September 29, 2017

How NYSUT's Health Care Professionals are speaking out

Author: Liza Frenette
Source:  NYSUT Communications

“We have to know the solution. We can’t wait for the world to figure it out,” Anne Goldman, chair of NYSUT’s Health Care Professionals Council, told a roomful of council members. “The labor movement empowers and gives voice like no other,” she said.

Goldman is a NYSUT Board member and United Federation of Teachers vice president who represents UFT members who are not governed by the Department of Education. She is a leader of school nurses, hospital nurses, visiting nurses, occupational therapists, speech therapists, and respiratory therapists, among other professions. At the council’s first meeting of the 2017-2018 academic year, she asked both veteran and new members about how they are talking with colleagues about the value of unions.

Many workers do not realize that protections they have on the job, including support for best practices, along with salary and benefits, are a result of years of union effort.

“If we do not brand our work, we will not get credit,” she said. “We have to teach what the value is, what the worth is. We’re partners in the labor movement.”

Unions continue to face unprecedented attacks, including the corporate-funded Janus v. AFCSME, a U.S. Supreme Court case that threatens the ability of public sector unions to collect fair share fees for the services they provide.

Nancy Barth-Miller, UFT hospital nurse, said new employees are invited to attend a professional development nursing conference, where the union message is heralded.

“We invigorate people!” she said. “”We share union gains.”

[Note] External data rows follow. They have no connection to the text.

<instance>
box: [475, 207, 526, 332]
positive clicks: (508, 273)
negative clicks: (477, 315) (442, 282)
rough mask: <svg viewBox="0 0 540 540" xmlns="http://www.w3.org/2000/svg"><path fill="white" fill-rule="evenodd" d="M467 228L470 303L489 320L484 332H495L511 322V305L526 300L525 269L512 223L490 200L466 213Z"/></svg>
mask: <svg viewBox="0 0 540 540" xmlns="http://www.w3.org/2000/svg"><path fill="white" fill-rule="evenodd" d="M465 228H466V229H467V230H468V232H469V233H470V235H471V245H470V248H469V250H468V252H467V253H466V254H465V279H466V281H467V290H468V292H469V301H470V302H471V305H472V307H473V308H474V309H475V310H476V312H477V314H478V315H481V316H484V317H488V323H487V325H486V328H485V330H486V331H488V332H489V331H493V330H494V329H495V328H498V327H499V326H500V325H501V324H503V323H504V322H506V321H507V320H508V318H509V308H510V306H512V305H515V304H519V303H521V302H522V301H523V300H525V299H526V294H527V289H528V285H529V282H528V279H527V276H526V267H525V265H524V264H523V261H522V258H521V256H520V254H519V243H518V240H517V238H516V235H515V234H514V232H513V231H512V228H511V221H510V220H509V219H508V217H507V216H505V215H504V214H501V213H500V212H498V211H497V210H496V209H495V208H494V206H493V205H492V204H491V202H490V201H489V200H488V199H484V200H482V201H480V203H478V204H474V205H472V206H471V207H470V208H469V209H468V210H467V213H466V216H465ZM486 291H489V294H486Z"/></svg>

Recently, she prevailed in a yearslong struggle to add a small group of health care professionals to the bargaining unit, overcoming a dark, anti-union campaign by hospital administrators. The facts about successful legislation and safety measures achieved by the union helped to carry the win, she said.

Raquel Webb Geddes, health care UFT chapter leader, covers five boroughs and two regions. At each union meeting she calls on members to highlight different benefits of being in a union.

“We break it down. We highlight certain benefits each month. We let them know the benefits are not a gift from the employer,” she said.

David Curry, a Plattsburgh-area member of United University Professions higher education council representing State University of New York faculty and staff, is working with the state AFL-CIO labor council in his region to deliver the union message.

“We’re using the Constitutional Convention to energize our base,” Curry reported. “This enables us to broaden the house and work with other unions on common ground.”

People need to know that — among many other threats — such a convention could allow New York to become a "right to work" state where unions are now allowed.

Howard Sandau, a UFT emergency room nurse, said employers at New York University started having focus groups with just four employees at a time, as part of a “vicious anti-union crusade.”

Meeting with employees one-on-one, and speaking with them on the phone, helped to turn the tide toward unionism, he said.

“We’ve organized speech therapists, occupational therapists, physical therapists, and aides,” Sandau said.

Goldman noted that in all the reports from council members, no group relied on technology and telecommunications to get the message out. Personal contact, she said, achieves the best results.